Although there is insufficient evidence at this time to recommend routine screening for these risk markers, it may be useful in the intermediate risk patient for whom it is less convincing that drug therapy would have a meaningful impact on outcomes.  If any of this information is in the abnormal range, it would be reasonable to multiply the predicted ten-year risk calculated from the FRS by the adjusted relative risk associated with the abnormal risk marker, and then base dyslipidemia management on the resulting category of risk. (See Figure 1 for a schematic on how to adjust risk based on new information from new independent prognostic information).  However, at this time such a strategy of risk determination for the purposes of guiding lipid management has never been proven to be associated with improved outcomes.

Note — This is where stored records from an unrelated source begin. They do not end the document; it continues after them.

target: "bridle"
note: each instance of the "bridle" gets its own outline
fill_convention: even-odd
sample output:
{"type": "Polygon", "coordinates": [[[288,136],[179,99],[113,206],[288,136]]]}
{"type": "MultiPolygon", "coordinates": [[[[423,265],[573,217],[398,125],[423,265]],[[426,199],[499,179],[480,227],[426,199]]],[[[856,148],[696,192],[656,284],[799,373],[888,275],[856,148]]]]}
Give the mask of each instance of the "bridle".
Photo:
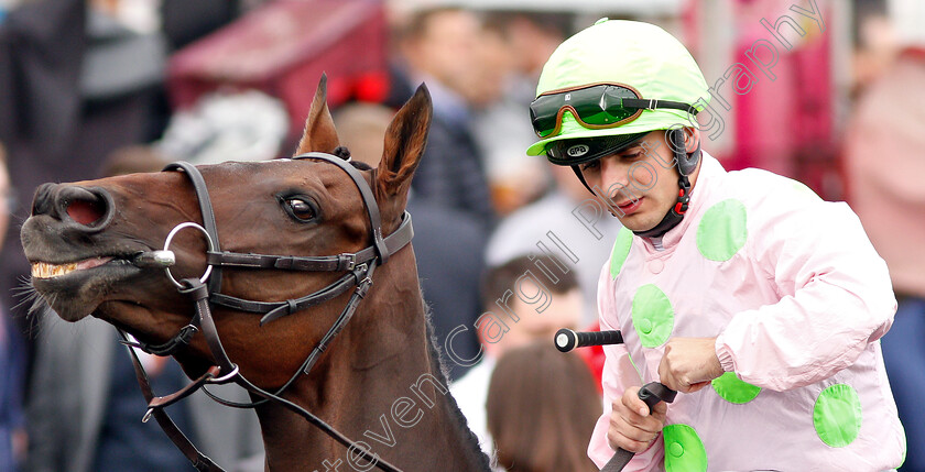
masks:
{"type": "Polygon", "coordinates": [[[359,447],[357,442],[348,439],[331,426],[313,415],[311,411],[281,397],[281,395],[296,381],[296,378],[303,374],[308,374],[312,371],[312,367],[318,361],[320,354],[325,352],[334,338],[337,337],[337,334],[340,333],[344,327],[346,327],[350,321],[350,318],[353,316],[353,312],[357,310],[360,301],[372,286],[372,275],[376,267],[388,262],[392,254],[411,242],[411,239],[414,235],[414,231],[411,226],[411,215],[404,212],[399,228],[389,237],[383,238],[379,207],[376,202],[372,190],[359,171],[357,171],[349,161],[325,153],[301,154],[293,157],[293,160],[324,161],[338,166],[350,176],[353,184],[356,184],[360,191],[360,196],[362,197],[363,205],[369,217],[372,244],[356,253],[342,253],[327,256],[266,255],[221,251],[218,240],[218,230],[215,222],[215,212],[213,211],[211,200],[209,199],[206,182],[203,178],[202,173],[199,173],[194,165],[186,162],[177,162],[167,165],[164,171],[181,171],[193,183],[196,197],[199,201],[203,224],[199,226],[195,222],[184,222],[177,224],[167,235],[164,250],[142,253],[135,257],[135,261],[142,265],[163,267],[167,277],[177,287],[177,289],[193,298],[196,312],[187,326],[181,329],[179,332],[172,339],[161,344],[149,344],[129,340],[126,333],[121,330],[120,334],[123,338],[122,343],[124,344],[139,348],[151,354],[171,355],[188,344],[197,331],[202,331],[217,365],[213,365],[199,378],[193,381],[184,388],[171,395],[154,396],[144,369],[139,362],[134,351],[129,349],[129,352],[132,354],[131,356],[135,367],[135,375],[139,384],[141,385],[142,393],[148,400],[149,409],[143,421],[146,421],[151,416],[153,416],[161,425],[164,432],[186,455],[186,458],[189,459],[193,466],[197,470],[224,471],[224,469],[215,464],[211,459],[196,449],[192,441],[189,441],[189,439],[186,438],[186,436],[183,435],[183,432],[176,427],[173,420],[171,420],[163,408],[178,402],[182,398],[185,398],[199,388],[203,388],[203,391],[216,402],[237,408],[252,408],[268,400],[272,400],[301,415],[330,438],[349,448],[351,453],[362,457],[380,470],[387,472],[401,472],[394,465],[359,447]],[[197,229],[205,235],[208,243],[208,250],[206,252],[207,268],[199,278],[183,278],[177,281],[171,273],[171,266],[175,264],[176,260],[173,252],[170,251],[170,245],[174,235],[186,228],[197,229]],[[221,270],[224,267],[274,268],[308,272],[326,271],[346,272],[346,274],[328,286],[298,298],[285,301],[258,301],[221,294],[221,270]],[[293,374],[293,376],[282,387],[273,393],[266,392],[253,385],[243,375],[241,375],[238,365],[228,359],[228,354],[221,345],[221,340],[219,339],[218,331],[216,330],[215,320],[213,319],[210,310],[210,305],[215,304],[235,310],[261,314],[263,315],[260,320],[262,326],[269,321],[285,317],[295,311],[328,301],[346,293],[352,287],[356,288],[350,295],[347,306],[330,326],[327,333],[322,338],[318,344],[315,345],[303,362],[302,366],[293,374]],[[226,383],[238,384],[262,399],[251,404],[239,404],[219,398],[205,388],[207,384],[226,383]]]}

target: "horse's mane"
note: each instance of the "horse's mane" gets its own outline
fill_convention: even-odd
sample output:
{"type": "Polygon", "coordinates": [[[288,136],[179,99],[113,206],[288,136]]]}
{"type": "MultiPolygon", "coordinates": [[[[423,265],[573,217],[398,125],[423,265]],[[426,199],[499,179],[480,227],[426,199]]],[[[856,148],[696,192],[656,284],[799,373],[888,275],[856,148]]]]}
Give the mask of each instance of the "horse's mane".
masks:
{"type": "MultiPolygon", "coordinates": [[[[424,299],[423,290],[421,298],[422,300],[424,299]]],[[[449,389],[449,382],[447,381],[447,378],[449,378],[449,371],[444,362],[443,350],[439,347],[439,342],[437,342],[437,337],[434,332],[434,325],[431,322],[433,310],[431,310],[431,306],[425,301],[424,323],[427,326],[427,354],[431,356],[431,369],[437,373],[437,380],[440,384],[445,385],[447,389],[449,389]]],[[[481,447],[479,447],[479,438],[469,428],[469,422],[466,419],[466,416],[463,415],[463,410],[459,409],[456,398],[448,392],[445,397],[447,397],[447,405],[449,406],[451,418],[456,421],[456,426],[465,431],[466,446],[468,446],[465,450],[466,453],[470,454],[472,460],[479,463],[481,470],[490,471],[491,465],[489,464],[489,458],[485,452],[482,452],[481,447]]]]}

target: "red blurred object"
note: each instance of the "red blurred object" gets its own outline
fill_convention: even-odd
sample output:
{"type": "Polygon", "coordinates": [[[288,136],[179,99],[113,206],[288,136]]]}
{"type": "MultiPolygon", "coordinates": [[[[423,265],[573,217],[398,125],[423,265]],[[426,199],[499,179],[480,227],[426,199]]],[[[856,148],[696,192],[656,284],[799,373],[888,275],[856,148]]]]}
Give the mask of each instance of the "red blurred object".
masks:
{"type": "Polygon", "coordinates": [[[388,90],[381,0],[278,0],[176,52],[167,85],[175,108],[218,90],[259,89],[281,99],[298,134],[322,74],[328,106],[380,101],[388,90]]]}
{"type": "MultiPolygon", "coordinates": [[[[600,322],[595,321],[594,325],[587,327],[583,331],[600,331],[600,322]]],[[[595,377],[595,384],[598,387],[598,393],[603,393],[603,387],[600,385],[601,375],[603,375],[603,347],[601,345],[589,345],[581,349],[576,349],[579,355],[581,355],[581,360],[588,364],[588,369],[591,370],[591,375],[595,377]]]]}

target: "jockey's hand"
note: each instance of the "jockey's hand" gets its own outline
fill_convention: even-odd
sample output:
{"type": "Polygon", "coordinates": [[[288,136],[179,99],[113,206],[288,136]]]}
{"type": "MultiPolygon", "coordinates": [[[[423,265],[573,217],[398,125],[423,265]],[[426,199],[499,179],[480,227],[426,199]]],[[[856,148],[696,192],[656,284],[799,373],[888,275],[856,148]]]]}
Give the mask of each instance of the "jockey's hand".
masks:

Schematic to help adjust the 10-year risk associated with new test information (e.g., C-reactive protein [CRP] or high coronary artery calcium [CAC] scores on electron beam computed tomography [EBCT]) that has incremental prognostic value, independent of conventional risk factors (i.e., FRS).  One should first determine the 10-year risk using the FRS to determine the x-axis point on the identity line, and then use the adjusted relative risk associated with the new information to multiply the 10-year FRS.  For example, if the FRS indicates a 10-year risk of 13 percent, and the patient has a high CRP (>3mg/L) which has an approximate adjusted relative risk of 2, then the adjusted 10yr risk would be 13 percent x 2 = 26 percent (i.e., a CHD risk equivalent).  While a rational approach, such a strategy of refining risk has not been sufficiently validated in prospective studies, but can be helpful in guiding care in the face of uncertainty surrounding new prognostic test information.